The value  $l_{\min}$  alone does not fully explain the simulation results because the entropy of error chains sometimes play a more important role in determining the LER at modest physical noise [3], [5]. When the buffer is just narrow enough for an error of weight  $l_{\min}$  to cause a logical error, as in both examples in Figure 10, the entropic factor  $N_{\text{fail}}(l_{\min})$  is a tiny value. The entropic factors of higher order terms in P are significantly larger. When p is not low enough, the disparity in error probability is not enough to offset the difference in the entropic factors, then the main contribution to the LER is from the higher order terms.
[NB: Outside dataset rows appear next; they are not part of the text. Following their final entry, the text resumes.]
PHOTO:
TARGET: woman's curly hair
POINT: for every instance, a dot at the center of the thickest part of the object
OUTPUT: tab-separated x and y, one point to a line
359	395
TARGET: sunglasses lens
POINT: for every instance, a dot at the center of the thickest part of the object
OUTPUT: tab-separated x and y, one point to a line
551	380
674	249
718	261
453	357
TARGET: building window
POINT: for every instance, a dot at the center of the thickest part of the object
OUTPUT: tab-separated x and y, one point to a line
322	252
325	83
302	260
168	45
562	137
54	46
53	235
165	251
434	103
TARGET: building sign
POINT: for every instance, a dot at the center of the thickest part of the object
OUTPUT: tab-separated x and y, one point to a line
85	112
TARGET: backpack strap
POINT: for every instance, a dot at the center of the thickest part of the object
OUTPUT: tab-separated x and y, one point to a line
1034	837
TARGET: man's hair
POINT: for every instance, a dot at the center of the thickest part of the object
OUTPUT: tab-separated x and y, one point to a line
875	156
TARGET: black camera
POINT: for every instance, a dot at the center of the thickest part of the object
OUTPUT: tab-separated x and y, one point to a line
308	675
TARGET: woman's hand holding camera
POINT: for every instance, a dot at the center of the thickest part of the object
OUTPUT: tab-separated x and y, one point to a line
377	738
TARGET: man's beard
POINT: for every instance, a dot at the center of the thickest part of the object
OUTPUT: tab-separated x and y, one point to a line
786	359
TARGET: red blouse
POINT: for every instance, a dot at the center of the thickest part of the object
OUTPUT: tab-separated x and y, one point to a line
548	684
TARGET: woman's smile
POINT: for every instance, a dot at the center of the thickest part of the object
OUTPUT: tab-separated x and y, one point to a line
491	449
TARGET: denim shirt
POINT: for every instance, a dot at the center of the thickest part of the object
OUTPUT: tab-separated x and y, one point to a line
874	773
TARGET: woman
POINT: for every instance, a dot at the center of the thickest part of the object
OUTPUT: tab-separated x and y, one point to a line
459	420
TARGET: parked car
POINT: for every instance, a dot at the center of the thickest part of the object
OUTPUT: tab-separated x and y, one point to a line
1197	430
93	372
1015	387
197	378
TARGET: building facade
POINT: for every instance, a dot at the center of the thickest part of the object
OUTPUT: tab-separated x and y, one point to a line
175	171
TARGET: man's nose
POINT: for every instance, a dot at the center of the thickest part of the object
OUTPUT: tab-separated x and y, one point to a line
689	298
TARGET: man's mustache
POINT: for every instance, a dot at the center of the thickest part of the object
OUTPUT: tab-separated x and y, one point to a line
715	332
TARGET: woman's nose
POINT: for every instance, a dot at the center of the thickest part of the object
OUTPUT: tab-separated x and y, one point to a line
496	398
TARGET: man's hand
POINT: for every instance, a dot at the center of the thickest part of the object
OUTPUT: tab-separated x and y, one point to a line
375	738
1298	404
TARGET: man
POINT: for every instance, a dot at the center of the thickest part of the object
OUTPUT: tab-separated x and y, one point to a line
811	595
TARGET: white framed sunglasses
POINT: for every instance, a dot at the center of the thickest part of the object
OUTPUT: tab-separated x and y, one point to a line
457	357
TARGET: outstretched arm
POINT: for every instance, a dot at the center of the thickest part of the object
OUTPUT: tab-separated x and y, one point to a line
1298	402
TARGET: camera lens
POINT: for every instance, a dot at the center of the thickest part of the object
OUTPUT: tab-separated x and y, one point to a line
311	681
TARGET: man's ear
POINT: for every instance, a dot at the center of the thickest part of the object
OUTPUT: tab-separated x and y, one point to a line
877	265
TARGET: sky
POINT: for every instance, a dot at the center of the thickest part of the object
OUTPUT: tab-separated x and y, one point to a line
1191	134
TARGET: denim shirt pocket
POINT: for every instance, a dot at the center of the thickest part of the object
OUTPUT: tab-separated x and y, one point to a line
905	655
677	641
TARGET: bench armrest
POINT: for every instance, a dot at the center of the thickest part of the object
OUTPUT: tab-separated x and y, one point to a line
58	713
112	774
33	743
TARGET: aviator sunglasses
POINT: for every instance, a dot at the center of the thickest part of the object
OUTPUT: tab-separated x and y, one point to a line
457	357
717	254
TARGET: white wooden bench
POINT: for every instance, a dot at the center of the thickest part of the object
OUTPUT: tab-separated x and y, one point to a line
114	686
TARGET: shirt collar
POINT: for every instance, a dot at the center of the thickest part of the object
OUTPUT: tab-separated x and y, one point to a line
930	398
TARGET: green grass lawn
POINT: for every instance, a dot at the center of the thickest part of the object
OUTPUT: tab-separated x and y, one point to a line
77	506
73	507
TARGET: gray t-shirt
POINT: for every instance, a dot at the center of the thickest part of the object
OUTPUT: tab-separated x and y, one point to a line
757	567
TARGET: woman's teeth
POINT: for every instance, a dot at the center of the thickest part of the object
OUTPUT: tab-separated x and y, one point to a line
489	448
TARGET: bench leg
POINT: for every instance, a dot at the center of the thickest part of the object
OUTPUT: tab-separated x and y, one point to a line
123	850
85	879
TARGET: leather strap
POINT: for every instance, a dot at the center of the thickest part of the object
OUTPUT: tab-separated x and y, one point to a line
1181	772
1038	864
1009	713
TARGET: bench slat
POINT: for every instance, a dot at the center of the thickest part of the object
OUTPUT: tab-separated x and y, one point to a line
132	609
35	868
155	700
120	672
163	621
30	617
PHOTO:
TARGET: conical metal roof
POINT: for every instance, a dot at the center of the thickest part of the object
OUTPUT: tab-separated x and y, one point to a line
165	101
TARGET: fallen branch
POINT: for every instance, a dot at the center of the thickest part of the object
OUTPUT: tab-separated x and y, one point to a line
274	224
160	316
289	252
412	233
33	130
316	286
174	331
If the LER from the parallel decoder is dominated by terms with weight no less than  $\lfloor \frac{d}{2} \rfloor$ , then it will be close to the LER from the global decoder, even when the two decoding schemes have different  $l_{\min}$ . This explains the results in Figure 8.

# C. Logical errors along the long edge

For a rectangular patch of surface code with a long edge and a short edge, the logical errors along the long edge constitute only a small portion of the total LER when a global decoder is used. Here, we check that spatially parallel windows preserve this property.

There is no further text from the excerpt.